Yes, that’s probably.
Lee Tillman: Anita, we’ll take one more question.
Operator: Our next question comes from Neil Mehta with Goldman Sachs. Please go ahead.
Neil Mehta: Thanks for squeezing me in. Just a quick question on capital efficiency. Obviously, you provided the ’23 guide here, but are you seeing any signs of real time of the second derivative of inflation improving with diesel coming off, chemicals getting a little bit better. Just talk about what is sticky and what might actually be moving back into your direction?
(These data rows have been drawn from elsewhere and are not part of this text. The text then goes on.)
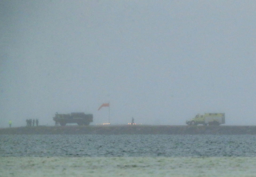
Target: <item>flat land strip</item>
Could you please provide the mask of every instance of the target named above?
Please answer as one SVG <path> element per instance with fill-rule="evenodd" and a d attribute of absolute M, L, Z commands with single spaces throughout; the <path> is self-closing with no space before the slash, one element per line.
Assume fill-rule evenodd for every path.
<path fill-rule="evenodd" d="M 256 126 L 116 125 L 0 128 L 0 134 L 255 134 Z"/>

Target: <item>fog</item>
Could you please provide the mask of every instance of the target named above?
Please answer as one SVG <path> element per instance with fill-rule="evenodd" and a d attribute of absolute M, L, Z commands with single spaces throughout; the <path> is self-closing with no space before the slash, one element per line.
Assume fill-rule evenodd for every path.
<path fill-rule="evenodd" d="M 256 2 L 0 1 L 0 127 L 56 112 L 256 125 Z"/>

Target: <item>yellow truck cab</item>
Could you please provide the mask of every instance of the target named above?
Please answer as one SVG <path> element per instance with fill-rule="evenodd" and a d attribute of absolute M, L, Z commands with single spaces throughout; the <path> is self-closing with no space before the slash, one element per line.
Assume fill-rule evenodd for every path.
<path fill-rule="evenodd" d="M 194 118 L 186 121 L 189 125 L 202 124 L 205 125 L 219 125 L 225 123 L 225 113 L 208 113 L 204 115 L 198 114 Z"/>

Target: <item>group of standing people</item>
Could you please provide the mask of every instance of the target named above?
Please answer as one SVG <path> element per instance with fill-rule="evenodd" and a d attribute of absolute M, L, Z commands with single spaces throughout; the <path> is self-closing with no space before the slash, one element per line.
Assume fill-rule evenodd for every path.
<path fill-rule="evenodd" d="M 31 127 L 33 125 L 34 127 L 35 125 L 35 124 L 37 125 L 37 126 L 38 126 L 38 119 L 36 119 L 35 120 L 35 119 L 33 119 L 33 120 L 32 119 L 27 119 L 26 120 L 26 122 L 27 123 L 27 127 Z"/>

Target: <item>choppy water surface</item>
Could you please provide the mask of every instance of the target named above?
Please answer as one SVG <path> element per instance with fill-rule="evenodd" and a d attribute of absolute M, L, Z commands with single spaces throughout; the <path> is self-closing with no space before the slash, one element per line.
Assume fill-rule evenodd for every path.
<path fill-rule="evenodd" d="M 0 135 L 6 156 L 254 156 L 252 135 Z"/>
<path fill-rule="evenodd" d="M 26 177 L 256 176 L 255 138 L 1 135 L 0 174 Z"/>

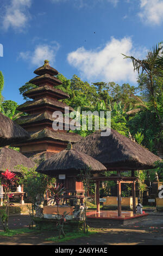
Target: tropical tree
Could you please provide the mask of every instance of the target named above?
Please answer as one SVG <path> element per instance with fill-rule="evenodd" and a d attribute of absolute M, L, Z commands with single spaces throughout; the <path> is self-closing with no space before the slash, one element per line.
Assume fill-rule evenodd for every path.
<path fill-rule="evenodd" d="M 10 198 L 12 197 L 12 194 L 9 194 L 10 188 L 13 186 L 17 180 L 16 174 L 9 170 L 2 173 L 1 186 L 3 186 L 4 195 L 3 200 L 2 209 L 0 211 L 0 219 L 1 220 L 5 232 L 9 231 L 9 215 Z"/>
<path fill-rule="evenodd" d="M 158 105 L 155 99 L 155 86 L 154 83 L 154 77 L 163 77 L 163 58 L 160 57 L 160 50 L 162 48 L 162 42 L 154 46 L 152 50 L 150 50 L 148 52 L 146 58 L 140 60 L 136 59 L 133 56 L 124 56 L 124 59 L 130 58 L 133 62 L 134 66 L 134 71 L 137 71 L 140 74 L 145 73 L 147 76 L 148 88 L 150 92 L 151 100 L 153 103 L 153 106 L 158 113 Z"/>

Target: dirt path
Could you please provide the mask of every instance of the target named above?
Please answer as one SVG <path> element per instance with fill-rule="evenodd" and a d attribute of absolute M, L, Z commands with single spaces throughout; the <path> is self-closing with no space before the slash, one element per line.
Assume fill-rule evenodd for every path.
<path fill-rule="evenodd" d="M 19 215 L 10 217 L 10 228 L 26 227 L 29 216 Z M 16 224 L 16 225 L 15 225 Z M 0 227 L 1 229 L 1 227 Z M 59 243 L 59 245 L 163 245 L 163 217 L 149 216 L 145 220 L 128 226 L 111 225 L 109 229 L 99 229 L 98 234 Z M 43 231 L 19 235 L 8 237 L 0 236 L 0 245 L 53 245 L 45 239 L 57 235 L 54 231 Z"/>

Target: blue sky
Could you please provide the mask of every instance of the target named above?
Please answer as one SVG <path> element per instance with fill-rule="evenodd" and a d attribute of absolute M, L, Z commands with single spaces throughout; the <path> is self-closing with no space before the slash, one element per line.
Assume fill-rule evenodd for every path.
<path fill-rule="evenodd" d="M 0 0 L 3 95 L 22 103 L 18 88 L 45 59 L 68 78 L 136 85 L 121 53 L 143 58 L 162 21 L 162 0 Z"/>

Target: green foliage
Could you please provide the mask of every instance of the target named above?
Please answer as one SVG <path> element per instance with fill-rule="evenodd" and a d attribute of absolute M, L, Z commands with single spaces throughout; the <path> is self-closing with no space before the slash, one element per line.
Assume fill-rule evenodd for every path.
<path fill-rule="evenodd" d="M 137 132 L 137 133 L 135 135 L 135 138 L 137 143 L 140 145 L 144 139 L 145 136 L 143 134 L 141 134 L 141 132 Z"/>
<path fill-rule="evenodd" d="M 149 150 L 151 144 L 149 142 L 152 140 L 152 143 L 151 142 L 154 143 L 152 151 L 156 153 L 157 144 L 161 138 L 161 124 L 159 118 L 156 118 L 155 113 L 148 110 L 138 113 L 129 119 L 128 126 L 133 136 L 137 132 L 143 134 L 142 144 Z M 158 138 L 158 142 L 156 138 Z"/>
<path fill-rule="evenodd" d="M 0 112 L 5 116 L 11 120 L 15 120 L 19 117 L 23 115 L 22 112 L 16 110 L 18 105 L 12 100 L 5 100 L 0 103 Z"/>
<path fill-rule="evenodd" d="M 147 186 L 145 184 L 145 180 L 147 178 L 147 171 L 146 170 L 138 170 L 137 172 L 137 176 L 139 181 L 139 189 L 140 199 L 141 204 L 143 203 L 143 194 L 147 189 Z"/>
<path fill-rule="evenodd" d="M 4 87 L 4 77 L 2 72 L 0 71 L 0 102 L 2 101 L 2 92 Z"/>
<path fill-rule="evenodd" d="M 161 83 L 159 81 L 163 78 L 163 58 L 159 56 L 160 48 L 159 45 L 162 42 L 154 45 L 152 50 L 148 52 L 146 58 L 142 60 L 136 59 L 133 56 L 124 56 L 124 58 L 130 58 L 133 64 L 134 70 L 137 71 L 140 74 L 144 74 L 145 76 L 140 78 L 140 87 L 147 90 L 147 95 L 149 100 L 152 103 L 154 108 L 156 112 L 158 118 L 160 119 L 160 116 L 158 113 L 157 96 L 158 88 L 162 92 L 162 87 Z M 143 82 L 142 83 L 142 79 Z M 157 86 L 160 83 L 160 86 L 155 86 L 155 80 L 158 80 Z"/>
<path fill-rule="evenodd" d="M 82 237 L 83 236 L 88 237 L 91 235 L 96 234 L 97 232 L 95 231 L 89 231 L 87 233 L 84 233 L 83 232 L 71 232 L 66 234 L 64 237 L 61 238 L 60 236 L 54 236 L 52 237 L 47 238 L 46 241 L 52 241 L 54 242 L 65 242 L 66 241 L 71 240 L 72 239 L 76 239 L 77 238 Z"/>
<path fill-rule="evenodd" d="M 7 232 L 0 231 L 0 236 L 14 236 L 16 235 L 22 235 L 26 233 L 40 233 L 40 230 L 37 230 L 36 228 L 33 229 L 29 229 L 28 228 L 20 228 L 18 229 L 10 229 Z"/>

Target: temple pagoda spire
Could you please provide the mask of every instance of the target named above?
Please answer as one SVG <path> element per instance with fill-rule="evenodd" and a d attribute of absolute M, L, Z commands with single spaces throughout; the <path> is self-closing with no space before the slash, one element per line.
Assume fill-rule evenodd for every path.
<path fill-rule="evenodd" d="M 53 113 L 59 111 L 64 113 L 65 108 L 68 107 L 59 100 L 69 97 L 67 94 L 56 88 L 62 84 L 55 76 L 59 74 L 58 71 L 50 66 L 46 60 L 44 65 L 35 70 L 34 73 L 37 76 L 29 83 L 37 87 L 23 94 L 33 100 L 27 101 L 17 108 L 28 114 L 18 118 L 16 123 L 30 133 L 31 138 L 16 145 L 20 148 L 20 151 L 26 156 L 39 160 L 60 152 L 66 148 L 70 141 L 73 143 L 80 139 L 81 137 L 76 133 L 67 133 L 64 130 L 53 129 L 52 123 L 54 121 Z M 73 109 L 69 107 L 69 110 L 71 112 Z M 64 119 L 64 129 L 67 122 Z"/>

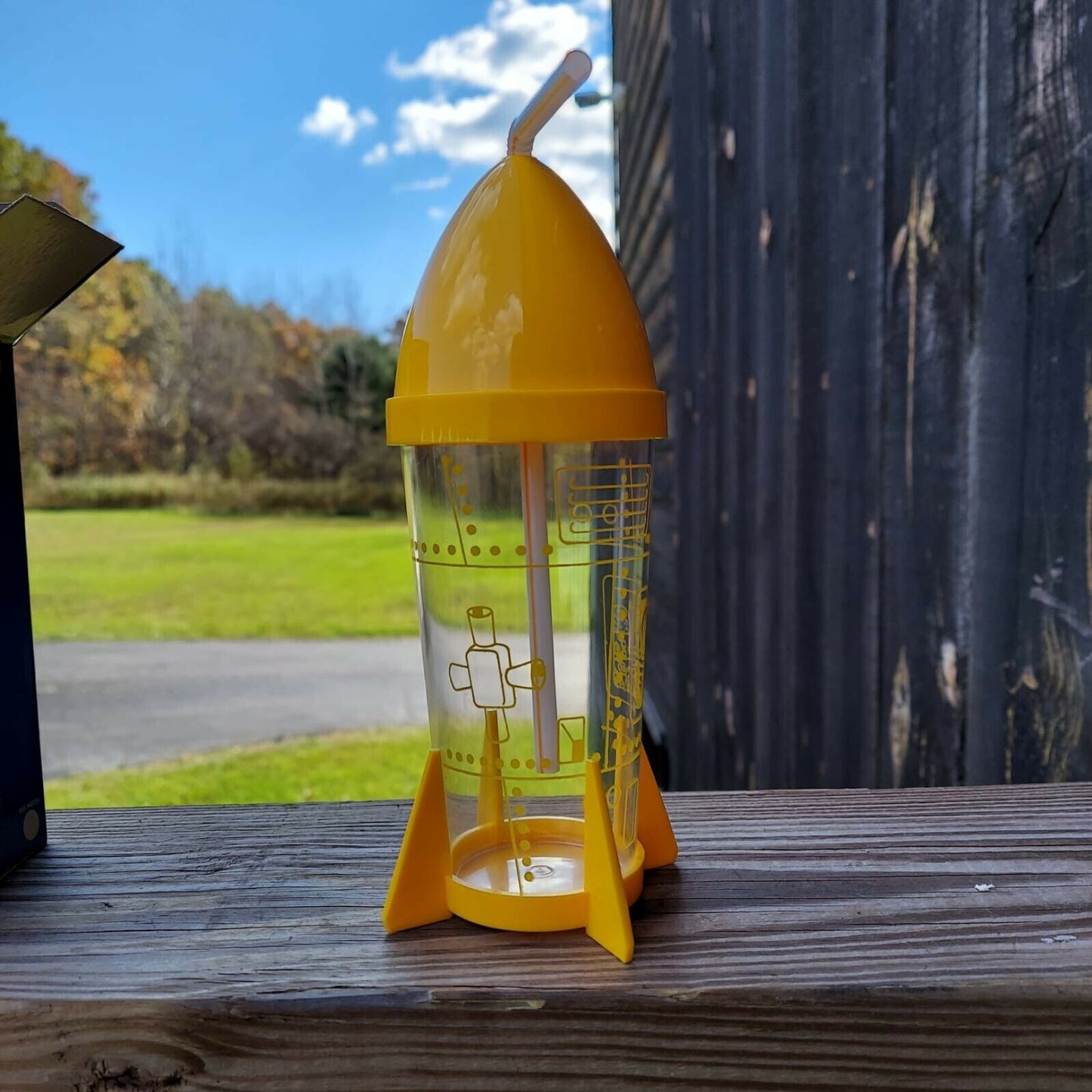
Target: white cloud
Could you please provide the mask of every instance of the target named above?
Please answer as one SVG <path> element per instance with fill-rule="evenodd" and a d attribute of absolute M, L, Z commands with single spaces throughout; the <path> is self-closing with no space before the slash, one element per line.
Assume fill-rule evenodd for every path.
<path fill-rule="evenodd" d="M 379 119 L 361 106 L 355 112 L 344 98 L 323 95 L 314 109 L 299 123 L 299 131 L 309 136 L 322 136 L 337 144 L 349 144 L 361 129 L 373 126 Z"/>
<path fill-rule="evenodd" d="M 429 190 L 442 190 L 451 181 L 450 175 L 440 175 L 438 178 L 415 178 L 410 182 L 399 182 L 394 187 L 395 193 L 425 193 Z"/>
<path fill-rule="evenodd" d="M 391 150 L 380 141 L 373 149 L 360 156 L 360 162 L 366 167 L 373 167 L 377 163 L 385 163 L 390 154 Z"/>
<path fill-rule="evenodd" d="M 483 23 L 430 41 L 414 60 L 392 56 L 388 71 L 396 79 L 434 83 L 431 97 L 399 106 L 394 153 L 440 155 L 451 164 L 496 163 L 512 119 L 569 49 L 597 38 L 605 9 L 603 0 L 492 0 Z M 589 86 L 610 90 L 606 55 L 593 57 Z M 535 142 L 535 153 L 577 191 L 608 238 L 614 238 L 612 126 L 609 105 L 580 110 L 570 100 Z"/>

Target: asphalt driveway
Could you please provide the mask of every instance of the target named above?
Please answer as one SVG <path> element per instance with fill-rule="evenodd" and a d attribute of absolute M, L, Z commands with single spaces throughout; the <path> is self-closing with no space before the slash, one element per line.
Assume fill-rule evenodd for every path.
<path fill-rule="evenodd" d="M 416 637 L 35 650 L 47 778 L 336 728 L 428 723 Z"/>

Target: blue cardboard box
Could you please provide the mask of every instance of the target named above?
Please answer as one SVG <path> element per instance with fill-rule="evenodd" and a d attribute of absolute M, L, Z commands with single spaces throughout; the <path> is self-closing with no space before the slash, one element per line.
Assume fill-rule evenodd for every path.
<path fill-rule="evenodd" d="M 46 844 L 14 345 L 120 249 L 58 204 L 0 204 L 0 876 Z"/>

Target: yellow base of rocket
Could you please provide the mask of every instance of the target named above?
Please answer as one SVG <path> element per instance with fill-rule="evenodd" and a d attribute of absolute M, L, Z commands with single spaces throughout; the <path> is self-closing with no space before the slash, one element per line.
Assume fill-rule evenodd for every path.
<path fill-rule="evenodd" d="M 383 906 L 387 931 L 452 914 L 524 933 L 584 928 L 628 963 L 633 958 L 629 907 L 641 894 L 644 870 L 670 864 L 678 848 L 643 748 L 638 841 L 625 873 L 598 762 L 587 761 L 584 771 L 583 820 L 521 821 L 520 840 L 531 848 L 520 858 L 499 802 L 480 799 L 478 826 L 451 845 L 440 752 L 429 751 Z"/>

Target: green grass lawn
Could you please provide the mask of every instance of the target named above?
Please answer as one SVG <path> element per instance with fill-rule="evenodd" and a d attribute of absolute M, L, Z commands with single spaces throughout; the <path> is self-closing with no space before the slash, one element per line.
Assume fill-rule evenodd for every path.
<path fill-rule="evenodd" d="M 417 791 L 427 750 L 425 728 L 339 732 L 230 747 L 171 762 L 48 781 L 46 806 L 61 809 L 404 798 Z"/>
<path fill-rule="evenodd" d="M 29 511 L 26 535 L 39 641 L 417 632 L 404 519 Z"/>

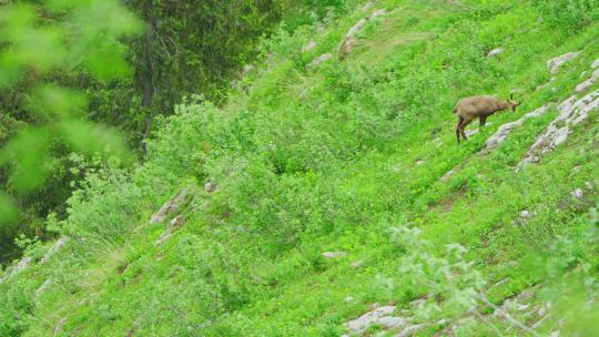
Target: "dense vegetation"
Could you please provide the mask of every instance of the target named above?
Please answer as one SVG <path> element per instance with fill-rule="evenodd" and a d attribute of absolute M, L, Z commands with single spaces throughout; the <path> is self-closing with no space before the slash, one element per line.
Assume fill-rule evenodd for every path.
<path fill-rule="evenodd" d="M 31 7 L 21 6 L 21 9 L 34 10 L 30 14 L 37 18 L 29 18 L 30 23 L 35 21 L 40 27 L 28 28 L 22 35 L 12 37 L 11 27 L 21 23 L 8 16 L 10 7 L 3 7 L 7 16 L 3 17 L 2 38 L 6 48 L 0 145 L 28 126 L 48 123 L 48 118 L 32 111 L 28 101 L 34 94 L 32 89 L 52 83 L 85 94 L 85 103 L 81 96 L 77 102 L 69 101 L 70 104 L 79 104 L 79 114 L 87 120 L 118 127 L 140 157 L 144 154 L 143 141 L 153 131 L 154 119 L 172 114 L 182 98 L 195 95 L 197 100 L 221 104 L 231 81 L 238 76 L 245 64 L 258 57 L 258 39 L 281 20 L 288 18 L 290 23 L 285 27 L 293 30 L 297 24 L 318 20 L 332 4 L 342 8 L 341 2 L 293 1 L 292 6 L 282 0 L 123 1 L 132 14 L 145 21 L 142 30 L 124 8 L 114 4 L 115 1 L 22 3 Z M 313 18 L 304 13 L 311 8 L 315 11 Z M 16 16 L 24 13 L 17 12 Z M 110 24 L 118 29 L 111 31 Z M 135 25 L 134 31 L 131 25 Z M 123 34 L 128 27 L 131 28 Z M 90 33 L 94 31 L 106 32 L 106 35 Z M 26 40 L 24 32 L 39 33 L 40 41 L 45 39 L 48 42 L 37 45 L 37 58 L 28 55 L 28 50 L 13 53 L 10 49 L 21 38 L 33 43 Z M 84 35 L 60 44 L 61 40 L 80 32 Z M 81 49 L 88 60 L 77 58 Z M 67 58 L 68 53 L 71 55 Z M 59 60 L 61 57 L 64 59 Z M 11 70 L 27 67 L 35 71 L 19 81 L 9 81 Z M 0 231 L 0 263 L 17 256 L 11 246 L 19 234 L 49 237 L 43 224 L 45 216 L 52 212 L 59 217 L 65 215 L 65 200 L 73 190 L 71 182 L 85 173 L 80 170 L 80 159 L 71 155 L 64 141 L 54 139 L 50 151 L 52 161 L 45 161 L 45 178 L 35 186 L 34 194 L 21 193 L 9 172 L 0 172 L 2 190 L 16 198 L 21 208 L 21 219 Z"/>
<path fill-rule="evenodd" d="M 177 65 L 153 78 L 153 103 L 128 105 L 141 104 L 143 80 L 92 100 L 123 119 L 105 106 L 126 100 L 118 105 L 135 113 L 131 139 L 152 116 L 144 160 L 122 166 L 68 152 L 81 178 L 65 216 L 44 227 L 70 241 L 47 257 L 53 242 L 19 241 L 30 266 L 0 274 L 0 336 L 341 336 L 373 303 L 393 303 L 422 336 L 597 330 L 597 110 L 518 168 L 599 59 L 593 0 L 247 1 L 256 10 L 234 7 L 235 16 L 264 20 L 273 34 L 255 44 L 268 29 L 251 30 L 231 45 L 194 35 L 202 21 L 187 8 L 166 12 L 170 3 L 140 12 L 165 31 L 190 29 L 173 42 L 175 58 L 154 54 Z M 221 9 L 211 11 L 224 24 L 216 35 L 231 23 Z M 380 9 L 337 58 L 347 31 Z M 232 49 L 212 53 L 211 41 Z M 131 43 L 132 55 L 143 53 L 143 40 Z M 488 58 L 496 48 L 504 53 Z M 229 86 L 247 50 L 262 55 L 258 65 Z M 558 73 L 547 70 L 572 51 L 580 54 Z M 179 59 L 189 52 L 194 62 Z M 326 53 L 334 57 L 313 62 Z M 226 70 L 207 74 L 197 62 Z M 510 92 L 521 109 L 458 146 L 454 104 Z M 175 102 L 174 114 L 163 111 Z M 546 114 L 486 150 L 500 125 L 544 104 Z M 149 223 L 182 188 L 179 210 Z M 547 307 L 550 319 L 491 315 L 526 292 L 525 306 Z"/>

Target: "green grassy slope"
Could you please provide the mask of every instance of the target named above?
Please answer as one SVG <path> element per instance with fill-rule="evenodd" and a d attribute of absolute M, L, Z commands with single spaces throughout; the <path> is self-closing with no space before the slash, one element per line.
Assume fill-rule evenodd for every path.
<path fill-rule="evenodd" d="M 387 13 L 345 60 L 308 67 L 377 9 Z M 388 0 L 282 32 L 227 106 L 185 102 L 148 163 L 88 178 L 69 219 L 53 224 L 72 239 L 47 263 L 48 246 L 32 246 L 32 266 L 0 284 L 0 335 L 341 336 L 373 303 L 406 310 L 423 336 L 580 328 L 580 315 L 597 314 L 585 305 L 597 294 L 597 110 L 540 162 L 516 167 L 599 59 L 599 24 L 539 18 L 528 1 Z M 506 51 L 487 58 L 494 48 Z M 552 76 L 547 60 L 570 51 L 581 53 L 537 89 Z M 458 146 L 454 104 L 511 91 L 521 109 Z M 500 125 L 546 103 L 480 152 Z M 149 224 L 183 186 L 182 207 Z M 518 226 L 522 211 L 531 216 Z M 156 245 L 177 215 L 184 224 Z M 521 327 L 489 315 L 531 288 L 527 303 L 551 302 L 551 319 L 512 314 Z"/>

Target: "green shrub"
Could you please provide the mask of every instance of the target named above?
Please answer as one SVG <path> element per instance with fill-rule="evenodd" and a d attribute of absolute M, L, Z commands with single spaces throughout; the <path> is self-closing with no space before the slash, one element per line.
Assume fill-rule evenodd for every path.
<path fill-rule="evenodd" d="M 532 2 L 552 25 L 579 29 L 599 19 L 597 0 L 534 0 Z"/>

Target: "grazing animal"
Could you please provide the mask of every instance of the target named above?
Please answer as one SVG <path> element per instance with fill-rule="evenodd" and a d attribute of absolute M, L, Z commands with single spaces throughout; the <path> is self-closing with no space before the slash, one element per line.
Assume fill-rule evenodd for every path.
<path fill-rule="evenodd" d="M 488 95 L 461 99 L 456 106 L 454 106 L 454 113 L 458 116 L 458 123 L 456 126 L 458 144 L 460 135 L 464 140 L 468 140 L 464 129 L 466 129 L 466 126 L 470 124 L 474 119 L 478 118 L 480 126 L 485 126 L 487 118 L 491 114 L 505 110 L 511 110 L 514 112 L 521 103 L 522 102 L 514 101 L 514 94 L 511 94 L 507 101 L 501 101 L 496 96 Z"/>

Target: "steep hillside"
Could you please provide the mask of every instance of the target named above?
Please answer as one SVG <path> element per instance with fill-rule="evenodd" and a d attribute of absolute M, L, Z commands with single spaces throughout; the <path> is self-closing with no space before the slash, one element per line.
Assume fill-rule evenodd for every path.
<path fill-rule="evenodd" d="M 550 3 L 282 30 L 226 106 L 83 182 L 0 275 L 0 336 L 592 336 L 599 23 Z M 458 145 L 483 93 L 522 104 Z"/>

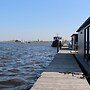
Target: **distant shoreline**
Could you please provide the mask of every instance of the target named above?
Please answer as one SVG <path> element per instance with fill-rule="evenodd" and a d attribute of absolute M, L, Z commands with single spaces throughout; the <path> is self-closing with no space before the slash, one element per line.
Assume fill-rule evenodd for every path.
<path fill-rule="evenodd" d="M 21 42 L 21 43 L 30 43 L 30 42 L 52 42 L 52 41 L 46 41 L 46 40 L 40 40 L 40 41 L 36 41 L 36 40 L 32 40 L 32 41 L 21 41 L 21 40 L 7 40 L 7 41 L 0 41 L 0 42 Z"/>

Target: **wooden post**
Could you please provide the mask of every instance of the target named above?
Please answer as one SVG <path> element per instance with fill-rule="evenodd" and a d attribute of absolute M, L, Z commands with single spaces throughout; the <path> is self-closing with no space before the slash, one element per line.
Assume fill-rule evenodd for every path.
<path fill-rule="evenodd" d="M 58 43 L 57 43 L 57 53 L 59 52 L 59 40 L 58 40 Z"/>

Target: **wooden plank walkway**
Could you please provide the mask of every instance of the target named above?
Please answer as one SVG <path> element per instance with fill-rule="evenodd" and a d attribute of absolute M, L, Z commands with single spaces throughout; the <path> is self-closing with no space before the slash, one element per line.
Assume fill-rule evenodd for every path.
<path fill-rule="evenodd" d="M 30 90 L 90 90 L 70 50 L 61 50 Z"/>

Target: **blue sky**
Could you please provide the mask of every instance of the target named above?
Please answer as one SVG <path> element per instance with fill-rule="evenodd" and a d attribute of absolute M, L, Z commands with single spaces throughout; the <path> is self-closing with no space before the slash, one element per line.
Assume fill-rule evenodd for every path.
<path fill-rule="evenodd" d="M 69 40 L 89 16 L 90 0 L 0 0 L 0 40 Z"/>

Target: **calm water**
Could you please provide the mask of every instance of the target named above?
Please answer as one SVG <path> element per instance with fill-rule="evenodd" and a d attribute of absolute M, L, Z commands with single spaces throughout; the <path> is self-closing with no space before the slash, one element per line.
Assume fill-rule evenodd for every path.
<path fill-rule="evenodd" d="M 50 45 L 0 43 L 0 90 L 28 90 L 56 54 Z"/>

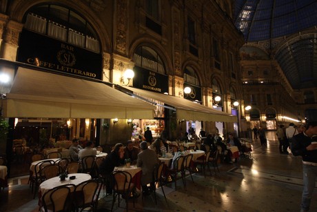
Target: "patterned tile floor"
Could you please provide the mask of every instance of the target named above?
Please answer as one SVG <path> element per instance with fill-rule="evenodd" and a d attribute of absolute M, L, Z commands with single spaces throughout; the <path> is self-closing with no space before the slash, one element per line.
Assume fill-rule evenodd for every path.
<path fill-rule="evenodd" d="M 154 197 L 140 197 L 130 211 L 300 211 L 302 193 L 302 165 L 299 157 L 280 155 L 274 132 L 267 134 L 267 147 L 252 142 L 252 159 L 242 158 L 236 163 L 221 164 L 220 172 L 212 169 L 186 177 L 184 187 L 180 180 L 164 186 L 167 201 L 157 189 L 158 204 Z M 10 180 L 9 188 L 0 191 L 0 211 L 37 211 L 38 200 L 32 200 L 27 177 Z M 109 211 L 112 197 L 101 191 L 99 211 Z M 311 201 L 311 211 L 317 211 L 317 192 Z M 116 202 L 114 211 L 125 211 Z"/>

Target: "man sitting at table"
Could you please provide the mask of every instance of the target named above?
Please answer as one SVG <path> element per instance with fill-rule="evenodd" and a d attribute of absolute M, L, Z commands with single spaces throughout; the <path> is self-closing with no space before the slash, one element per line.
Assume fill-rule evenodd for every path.
<path fill-rule="evenodd" d="M 93 148 L 94 144 L 92 142 L 88 142 L 86 144 L 86 147 L 83 149 L 81 149 L 78 154 L 79 157 L 79 160 L 82 160 L 83 157 L 86 156 L 96 156 L 97 154 L 97 151 L 96 148 Z"/>
<path fill-rule="evenodd" d="M 153 182 L 152 173 L 154 166 L 159 162 L 156 153 L 147 148 L 146 142 L 140 144 L 142 151 L 138 155 L 136 165 L 142 168 L 142 175 L 141 177 L 141 184 L 143 195 L 150 195 L 150 191 L 155 191 L 155 184 Z M 151 184 L 150 190 L 147 187 L 148 184 Z"/>
<path fill-rule="evenodd" d="M 79 151 L 81 149 L 83 149 L 83 147 L 81 147 L 80 145 L 78 144 L 78 139 L 74 138 L 72 139 L 72 146 L 70 146 L 69 151 L 70 151 L 70 158 L 73 161 L 79 161 L 79 159 L 78 157 L 78 153 L 79 153 Z"/>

Lee Tillman: Well, I think that there’s no doubt that the rate of change on inflation is certainly slow. And we — as Mike said earlier, what we have embedded in this year’s budget to $1.9 billion to $2 billion is basically the inflation levels that we saw as we exited 2022. So from our perspective, to the extent that we see inflation and commodities like diesel, et cetera, start to moderate. We would expect that to be basically a tailwind for us relative to not only our capital program, but also obviously our operating cost as well. Mike, I don’t know if you want to say anything else on that?
Michael Henderson: I think — I mean the other thing probably you look at rig count, broadly speaking, that’s definitely flattened also from an activity perspective that should be helpful as well. I kind of alluded to this in maybe one of my previous answers with commodity prices, particularly gas being where they are potentially some of the gas basins, maybe in particular, start to see activity and tailing off and that potentially could lead to a little bit of a weakening in the market as well. And I’ll probably start with rigs, but then there’s a non-current effect on contribution crews and everything else that comes in the oilfield service sector. So I think when — again, I touched on a few minutes ago when I think about our strategy, our approach to the year in terms of locking in, pretty much most of our prices in the first half of the year and then the flexibility in the second half of the year, I think we feel pretty good about the broad macro situation.
Operator: This concludes our question-and-answer session. I would now like to turn the conference back over to Lee Tillman for any closing remarks.
Lee Tillman: Well, thank you for your interest in Marathon Oil. I’d like to close by again thanking all of our dedicated employees and contractors for their commitment to safely and responsibly deliver the energy the world needs now more than ever. Thank you very much.
Operator: This conference has now concluded. Thank you for attending today’s presentation. You may now disconnect.